Posted on: euronews | April 27th, 2019
When Spain goes to the polls on Sunday it will be one of the tightest election in decades. It will also be the third general election in four years.
No single party is expected to gain a majority which means the main five parties have a real chance of sharing power in the next government – and on Friday their political leaders told their supporters to prepare for power.
For once this election is not being dominated by Spain’s unemployment problem but by Catalonia and the rise of the far right.
They’re the anti-immigrant Vox party whose support base lies in the southern region of Andalucia where most migrants enter Spain.
For now, they don’t even have a seat in the national parliament, but in a few days, they could be part of the next government.
Left-wing Prime Minister Pedro Sanchez says he’s scared that the right wing, led by Pablo Casados’s People’s party, will be able to form a winning coalition with the Vox party.
If it comes together such a coalition would be part of a broader far-right movement that has already entered government in some European countries, notably Italy.
“No one gave Trump any chance of becoming president and he is. No one thought (far-right Jair) Bolsonaro would become president of Brazil, and he has,” Sanchez told a crowd of around 3,000 in the working class Madrid suburb of Vallecas.
The polls indicate that Sanchez might only survive if he joins forces with Catalonia’s small nationalist parties.
During the election campaign, the right accused Sanchez of being a traitor as he steadfastly refused to discuss Catalonia.
Under the most optimistic scenario for the left, Sanchez could stay on as leader of the euro zone’s fourth-largest economy with just the Podemos party as an ally.

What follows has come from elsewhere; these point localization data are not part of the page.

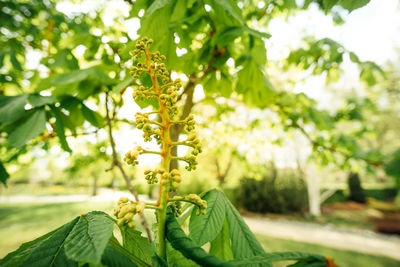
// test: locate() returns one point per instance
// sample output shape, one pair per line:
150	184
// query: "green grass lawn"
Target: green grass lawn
23	222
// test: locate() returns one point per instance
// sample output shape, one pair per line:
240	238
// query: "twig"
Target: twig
117	163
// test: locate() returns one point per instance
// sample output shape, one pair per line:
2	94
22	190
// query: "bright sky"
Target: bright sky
372	32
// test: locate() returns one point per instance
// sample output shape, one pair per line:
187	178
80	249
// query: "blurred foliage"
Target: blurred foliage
62	96
274	192
355	189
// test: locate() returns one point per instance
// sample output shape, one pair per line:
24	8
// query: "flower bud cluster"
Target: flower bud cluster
191	161
126	210
142	123
131	156
195	143
176	208
189	123
153	177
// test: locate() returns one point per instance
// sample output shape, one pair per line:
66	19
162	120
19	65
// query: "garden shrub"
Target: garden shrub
355	189
273	193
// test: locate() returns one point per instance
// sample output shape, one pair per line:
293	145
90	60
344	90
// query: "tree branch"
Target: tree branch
117	163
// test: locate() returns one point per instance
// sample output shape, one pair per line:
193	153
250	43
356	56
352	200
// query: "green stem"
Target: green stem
164	189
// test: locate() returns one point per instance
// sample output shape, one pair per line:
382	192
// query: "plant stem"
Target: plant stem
117	163
166	158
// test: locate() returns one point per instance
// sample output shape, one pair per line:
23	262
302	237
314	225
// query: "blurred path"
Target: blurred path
355	240
104	195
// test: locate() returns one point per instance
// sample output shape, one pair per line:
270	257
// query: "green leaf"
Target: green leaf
34	125
89	237
136	244
156	5
93	73
45	251
14	61
244	243
354	57
351	5
92	116
186	246
229	7
122	85
257	33
221	245
281	256
12	107
60	129
38	100
3	174
116	255
113	257
204	228
328	4
176	259
228	36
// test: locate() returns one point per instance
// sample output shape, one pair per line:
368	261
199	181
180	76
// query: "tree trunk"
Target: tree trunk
94	192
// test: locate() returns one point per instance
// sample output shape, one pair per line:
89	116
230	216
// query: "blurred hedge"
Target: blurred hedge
273	193
380	194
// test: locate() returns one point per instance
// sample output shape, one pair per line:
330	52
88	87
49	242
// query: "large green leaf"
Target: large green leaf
38	100
60	129
45	251
92	116
221	245
230	8
89	237
136	244
34	125
187	247
113	257
3	174
176	259
204	228
12	107
244	243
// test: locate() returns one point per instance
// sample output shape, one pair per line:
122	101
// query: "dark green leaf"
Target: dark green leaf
45	251
34	125
244	243
176	259
15	62
89	237
60	129
3	174
12	107
229	7
186	246
92	116
113	257
204	228
257	33
228	36
136	244
221	245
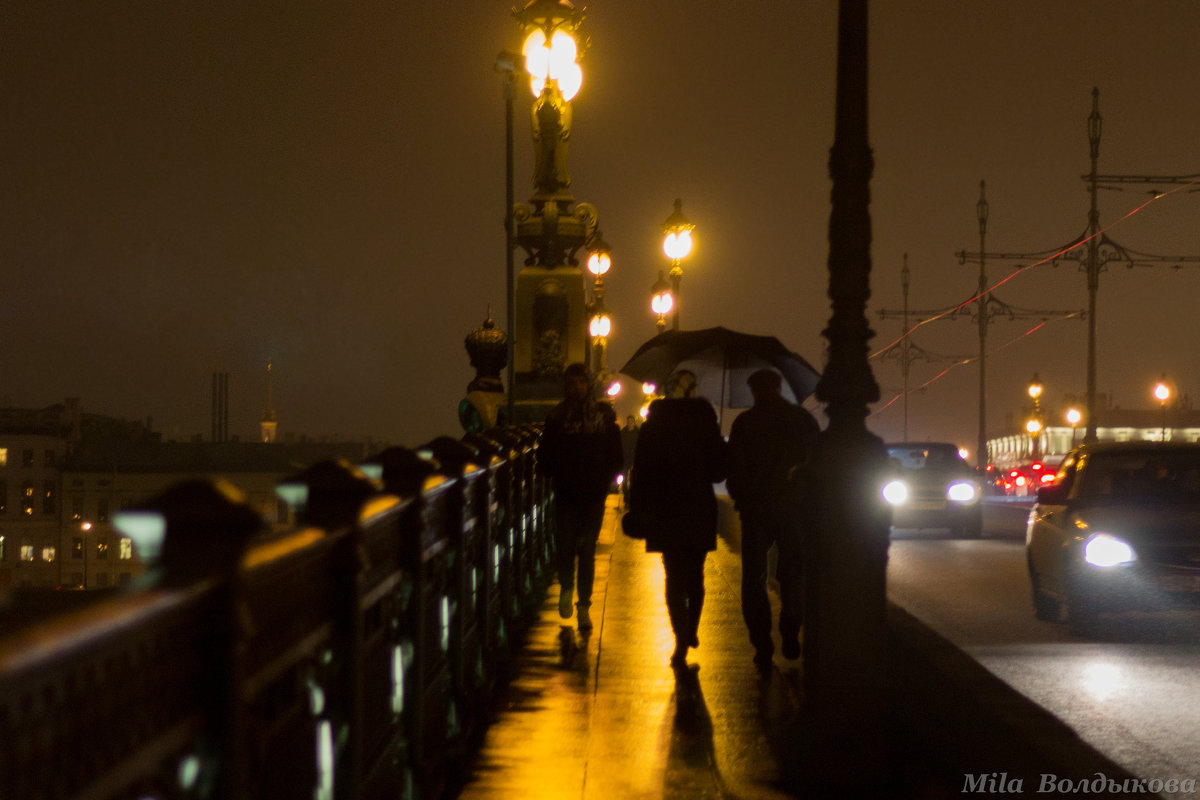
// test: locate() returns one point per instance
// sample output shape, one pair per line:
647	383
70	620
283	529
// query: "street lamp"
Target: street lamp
84	527
661	301
1035	428
600	320
1035	391
599	328
1163	394
1073	417
677	244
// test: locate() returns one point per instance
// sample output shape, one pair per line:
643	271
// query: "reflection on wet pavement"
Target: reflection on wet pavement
606	716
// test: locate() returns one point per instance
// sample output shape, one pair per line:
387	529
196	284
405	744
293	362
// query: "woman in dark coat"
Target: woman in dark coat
679	455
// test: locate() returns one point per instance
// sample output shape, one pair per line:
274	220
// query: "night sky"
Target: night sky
192	187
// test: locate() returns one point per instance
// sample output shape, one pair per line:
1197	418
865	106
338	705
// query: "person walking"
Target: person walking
679	455
769	446
581	453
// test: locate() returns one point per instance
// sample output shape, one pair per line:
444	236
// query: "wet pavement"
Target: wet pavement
606	716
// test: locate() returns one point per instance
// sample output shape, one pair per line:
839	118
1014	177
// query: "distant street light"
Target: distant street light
1035	391
1163	394
84	527
1035	427
677	244
1073	419
600	319
661	301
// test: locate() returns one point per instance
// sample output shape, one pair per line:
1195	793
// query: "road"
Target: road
1132	692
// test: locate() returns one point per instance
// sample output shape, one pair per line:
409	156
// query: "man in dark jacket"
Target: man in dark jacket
581	453
681	453
769	444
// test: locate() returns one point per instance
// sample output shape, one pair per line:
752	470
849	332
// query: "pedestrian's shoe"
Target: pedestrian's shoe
791	648
679	657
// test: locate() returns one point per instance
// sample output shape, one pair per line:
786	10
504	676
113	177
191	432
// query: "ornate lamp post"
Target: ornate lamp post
661	301
552	311
599	328
600	319
1035	423
677	244
1163	394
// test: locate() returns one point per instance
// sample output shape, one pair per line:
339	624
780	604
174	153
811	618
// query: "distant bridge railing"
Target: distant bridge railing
351	657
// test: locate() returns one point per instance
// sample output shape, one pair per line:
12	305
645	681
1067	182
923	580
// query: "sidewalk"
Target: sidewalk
607	717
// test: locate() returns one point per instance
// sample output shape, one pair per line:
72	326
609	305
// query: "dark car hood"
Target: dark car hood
1143	523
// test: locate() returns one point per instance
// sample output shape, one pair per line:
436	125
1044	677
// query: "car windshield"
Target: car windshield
927	456
1140	475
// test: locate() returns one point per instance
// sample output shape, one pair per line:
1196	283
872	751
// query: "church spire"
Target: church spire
269	423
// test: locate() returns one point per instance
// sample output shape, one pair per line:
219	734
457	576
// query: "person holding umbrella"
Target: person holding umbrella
769	445
679	455
581	453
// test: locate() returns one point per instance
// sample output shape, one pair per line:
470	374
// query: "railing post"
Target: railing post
432	716
335	493
202	529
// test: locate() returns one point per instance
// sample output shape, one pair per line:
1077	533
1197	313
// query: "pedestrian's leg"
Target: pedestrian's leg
695	594
675	567
791	593
755	602
565	537
586	546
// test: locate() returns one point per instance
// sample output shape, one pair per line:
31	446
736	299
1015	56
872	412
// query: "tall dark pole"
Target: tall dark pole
1093	268
509	242
845	629
905	344
982	441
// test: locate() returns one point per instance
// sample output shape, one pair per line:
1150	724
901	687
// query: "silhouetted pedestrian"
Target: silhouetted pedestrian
581	453
681	453
769	445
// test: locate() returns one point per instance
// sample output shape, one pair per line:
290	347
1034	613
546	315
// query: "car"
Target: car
1119	530
931	486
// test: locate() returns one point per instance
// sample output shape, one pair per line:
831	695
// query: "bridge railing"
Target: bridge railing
351	656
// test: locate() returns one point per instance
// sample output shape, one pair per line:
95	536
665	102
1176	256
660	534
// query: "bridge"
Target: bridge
397	643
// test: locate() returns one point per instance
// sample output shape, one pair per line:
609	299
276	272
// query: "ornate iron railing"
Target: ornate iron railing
351	657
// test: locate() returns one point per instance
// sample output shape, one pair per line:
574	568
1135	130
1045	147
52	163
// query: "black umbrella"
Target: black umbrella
721	360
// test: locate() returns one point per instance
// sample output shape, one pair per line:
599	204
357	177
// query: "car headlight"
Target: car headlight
961	492
895	492
1104	549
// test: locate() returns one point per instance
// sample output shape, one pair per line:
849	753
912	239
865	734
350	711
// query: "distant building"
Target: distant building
64	474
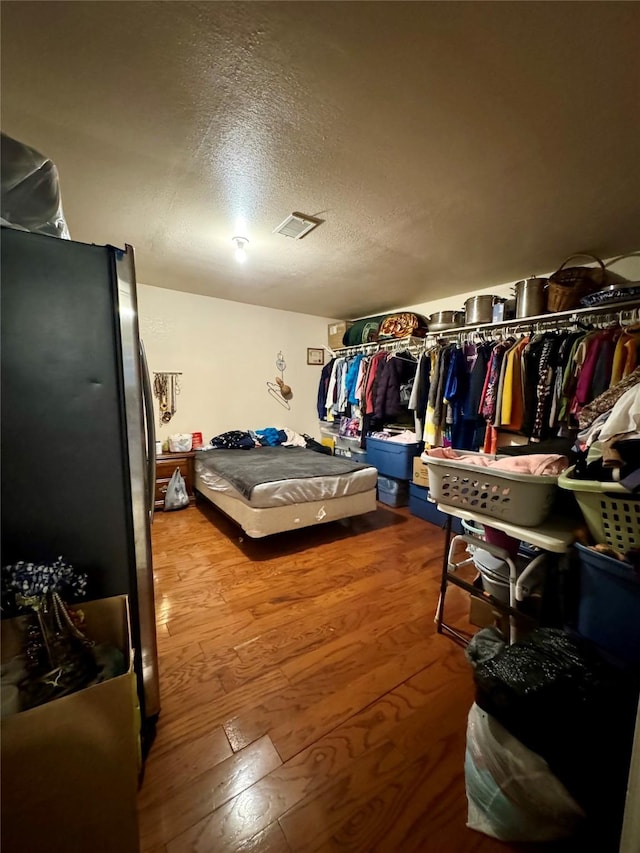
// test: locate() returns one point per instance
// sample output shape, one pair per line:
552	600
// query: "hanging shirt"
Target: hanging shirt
323	387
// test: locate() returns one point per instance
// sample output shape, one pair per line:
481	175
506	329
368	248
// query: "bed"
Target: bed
273	489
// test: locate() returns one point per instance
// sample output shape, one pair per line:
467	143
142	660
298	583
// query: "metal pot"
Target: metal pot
441	321
479	309
531	297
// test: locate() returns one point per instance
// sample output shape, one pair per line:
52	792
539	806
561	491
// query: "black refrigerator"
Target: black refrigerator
77	429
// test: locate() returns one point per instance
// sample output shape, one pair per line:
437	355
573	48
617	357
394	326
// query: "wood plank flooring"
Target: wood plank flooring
307	702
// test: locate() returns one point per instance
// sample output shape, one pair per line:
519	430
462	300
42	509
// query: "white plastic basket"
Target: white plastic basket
612	512
523	499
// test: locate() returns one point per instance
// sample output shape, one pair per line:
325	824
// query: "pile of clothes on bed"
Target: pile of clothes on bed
268	437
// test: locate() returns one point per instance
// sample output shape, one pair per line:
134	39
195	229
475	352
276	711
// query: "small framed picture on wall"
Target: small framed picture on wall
315	356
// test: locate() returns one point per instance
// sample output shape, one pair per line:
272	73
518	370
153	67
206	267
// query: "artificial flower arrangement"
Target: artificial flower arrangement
57	654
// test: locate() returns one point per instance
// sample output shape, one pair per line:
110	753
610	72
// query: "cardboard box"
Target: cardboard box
336	333
420	472
70	767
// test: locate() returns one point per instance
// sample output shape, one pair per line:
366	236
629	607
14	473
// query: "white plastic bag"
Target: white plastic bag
30	190
512	793
176	496
180	442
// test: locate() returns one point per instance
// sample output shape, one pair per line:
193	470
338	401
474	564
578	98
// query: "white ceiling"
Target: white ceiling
447	146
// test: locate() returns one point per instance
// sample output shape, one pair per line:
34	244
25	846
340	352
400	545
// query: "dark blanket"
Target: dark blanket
245	470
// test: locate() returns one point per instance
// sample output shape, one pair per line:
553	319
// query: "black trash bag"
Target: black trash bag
557	695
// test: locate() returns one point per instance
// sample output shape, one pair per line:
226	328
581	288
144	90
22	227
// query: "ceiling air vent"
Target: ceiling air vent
297	225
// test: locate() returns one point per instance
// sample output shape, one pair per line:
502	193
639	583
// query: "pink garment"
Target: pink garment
540	464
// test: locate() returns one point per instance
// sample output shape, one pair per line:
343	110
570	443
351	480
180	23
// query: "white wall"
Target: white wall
227	352
629	268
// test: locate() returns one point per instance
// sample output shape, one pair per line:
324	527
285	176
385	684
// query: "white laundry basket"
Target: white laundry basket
523	499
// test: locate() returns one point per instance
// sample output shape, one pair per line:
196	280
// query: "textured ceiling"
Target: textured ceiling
447	146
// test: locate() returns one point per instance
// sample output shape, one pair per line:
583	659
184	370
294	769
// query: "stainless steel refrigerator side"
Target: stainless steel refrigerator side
136	436
147	396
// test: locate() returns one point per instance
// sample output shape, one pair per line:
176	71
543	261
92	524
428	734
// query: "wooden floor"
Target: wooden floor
307	702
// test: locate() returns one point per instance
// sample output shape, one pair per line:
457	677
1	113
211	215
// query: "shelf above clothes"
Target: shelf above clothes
625	313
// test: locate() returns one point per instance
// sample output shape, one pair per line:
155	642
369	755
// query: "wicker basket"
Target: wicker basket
567	285
523	499
612	512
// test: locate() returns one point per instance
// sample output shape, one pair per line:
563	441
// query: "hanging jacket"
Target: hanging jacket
323	387
395	371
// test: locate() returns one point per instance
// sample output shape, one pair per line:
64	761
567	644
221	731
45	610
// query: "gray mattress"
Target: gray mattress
246	469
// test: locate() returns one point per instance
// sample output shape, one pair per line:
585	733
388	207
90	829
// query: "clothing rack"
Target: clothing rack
625	313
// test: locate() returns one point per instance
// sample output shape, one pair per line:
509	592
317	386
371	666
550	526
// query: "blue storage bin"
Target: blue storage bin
426	509
609	604
393	492
391	458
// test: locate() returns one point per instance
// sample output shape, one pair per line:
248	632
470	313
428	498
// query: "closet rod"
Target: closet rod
570	316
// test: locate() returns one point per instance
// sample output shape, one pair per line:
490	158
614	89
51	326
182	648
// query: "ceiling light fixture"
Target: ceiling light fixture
240	253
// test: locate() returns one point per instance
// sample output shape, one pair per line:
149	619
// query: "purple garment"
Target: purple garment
583	394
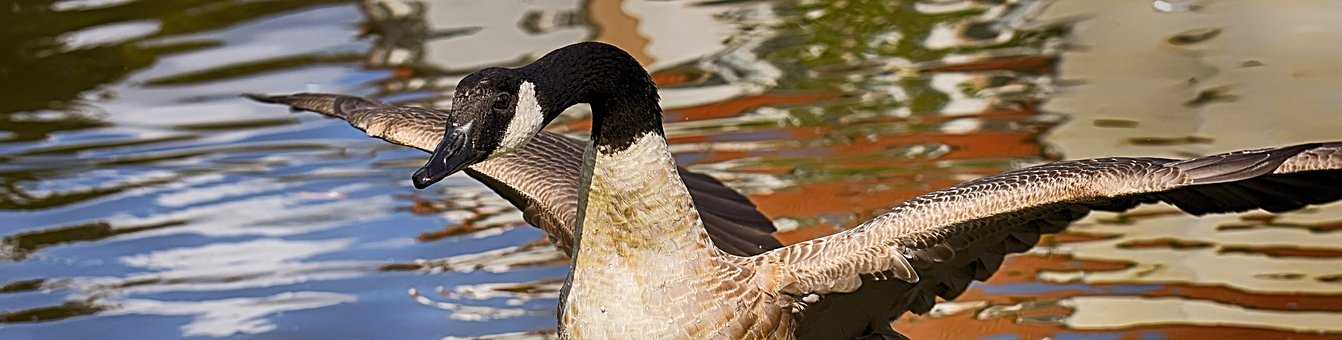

Official opinion polls ended on Monday, with up to four in ten voters still undecided.
Since then, informal soundings by media organisations suggest voters’ intentions may have shifted, with Vox the possible beneficiary.
That has raised the prospect of the rightist coalition, which would also include centre-right Ciudadanos, winning enough votes to form a majority — although many view a deadlocked parliament and fresh elections as the likeliest option.